Rogue Rules 

Most local political aspirants hope to one day be elected mayor. But if they're interested in power, maybe they should think about running for county sheriff.

Though funded by the county, the sheriff's office has a great deal of autonomy. He (or she) is elected countywide, controls the jail and law enforcement in the unincorporated areas, and isn't subject to oversight by the county mayor. And he gets to carry a gun and arrest people.

But because of a recent state Supreme Court ruling, the County Commission may look at bringing the sheriff's office, as well as the county trustee, clerk, register, and assessor, more in-house.

In January, the court found that Knox County's charter did not specifically establish the five offices. Instead, the elected positions were established by the state constitution, meaning their local authority is "de facto" or, if you like, "maverick" or "rogue."

Based on the ruling, Shelby County attorney Brian Kuhn recommended changing the charter either by appointing or electing a charter commission or simply holding a countywide referendum to expressly establish the offices. The charter cannot be changed without a referendum, so it appears county voters will be voting on something come fall 2008. Exactly what, however, remains unclear.

And there could be massive governmental changes. At a recent committee meeting, Commissioner Mike Ritz proposed eliminating the sheriff's office altogether in favor of a "metropolitan law enforcement" agency with the city.

Though the de-facto positions are mostly administrative in nature, most Tennessee counties have elected sheriffs and trustees, with the exception of Nashville's Davidson County.

"This is an opportunity to look at what really makes sense from a county-management standpoint," said Commissioner Deidre Malone. "This form of government ... deals with so many elected officials."

For a commission that jumped at the chance to add another judge to Juvenile Court, there's no telling what may happen. An appointed or elected charter commission could look at all pieces of county government like the city's current charter commission, not just the offices that need review.

"You could have a county manager and a board of alderman. You could choose from a variety of different forms of government," said Kuhn.

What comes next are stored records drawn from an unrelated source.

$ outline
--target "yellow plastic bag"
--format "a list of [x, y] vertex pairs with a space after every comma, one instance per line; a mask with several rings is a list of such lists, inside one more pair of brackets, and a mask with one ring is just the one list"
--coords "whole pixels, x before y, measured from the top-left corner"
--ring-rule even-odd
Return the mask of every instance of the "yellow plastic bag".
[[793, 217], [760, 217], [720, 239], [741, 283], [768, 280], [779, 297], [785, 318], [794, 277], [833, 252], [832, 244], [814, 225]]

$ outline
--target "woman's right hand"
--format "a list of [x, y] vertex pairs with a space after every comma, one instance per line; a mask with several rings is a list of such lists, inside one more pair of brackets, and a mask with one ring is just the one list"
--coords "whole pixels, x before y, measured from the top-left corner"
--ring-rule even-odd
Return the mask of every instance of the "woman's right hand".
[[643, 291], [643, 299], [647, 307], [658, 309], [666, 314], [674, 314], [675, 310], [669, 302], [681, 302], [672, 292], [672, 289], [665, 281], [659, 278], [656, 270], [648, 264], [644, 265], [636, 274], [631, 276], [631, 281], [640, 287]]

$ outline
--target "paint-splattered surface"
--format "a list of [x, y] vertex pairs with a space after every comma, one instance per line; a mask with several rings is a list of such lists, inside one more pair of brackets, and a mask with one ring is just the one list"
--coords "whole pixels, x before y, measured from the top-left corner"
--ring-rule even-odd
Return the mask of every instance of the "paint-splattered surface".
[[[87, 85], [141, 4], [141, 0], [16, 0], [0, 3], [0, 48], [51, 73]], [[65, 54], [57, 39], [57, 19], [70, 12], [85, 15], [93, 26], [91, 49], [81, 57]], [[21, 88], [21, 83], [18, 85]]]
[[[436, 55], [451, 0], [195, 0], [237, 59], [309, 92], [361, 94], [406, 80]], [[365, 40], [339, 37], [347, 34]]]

I'm not sure we need an entirely new system of governance, but it might not be a bad idea to rein in some of the county's free agents.

The people who are in those positions today might not abuse their authority. They might be model citizens. But it's important to think about what could happen.

During former Sheriff A.C. Gilless' tenure, the sheriff's office was tainted by a badge-selling scandal, charges of sexual harassment, wrongful-termination lawsuits, allegations that used equipment was loaned inappropriately to an Arkansas county, and a federal court order to relieve overcrowding and violent conditions in the county jail.

But no matter how bad things seemed, the county mayor and the County Commission were powerless to remove Gilless. Unlike Memphis police director Larry Godwin, the sheriff doesn't serve at the will and pleasure of the mayor.

Maybe he should.

The sheriff serves at the will and pleasure of the voters, and in the absence of term limits for that office, that can be a very long time.

But oversight isn't the only problem with the de-facto offices. General confusion, especially over the powers of each position, can waste time and money.

The trustee's office has fared better than that of the sheriff (although it's hard not to when compared with sexual harassment and federal court orders). But Trustee Bob Patterson seems to revel in his office's outsider status, contending that county purchasing and employment guidelines don't apply. In 1991, he sued then-Mayor Bill Morris for control of county investments. (Three years later, he dropped the lawsuit.)

I don't know if a more cohesive government would be better all around, but if branches are going to be suing each other, well, I have to say it's worth a look.

It's one thing to give someone a badge; it's quite another to give them free rein.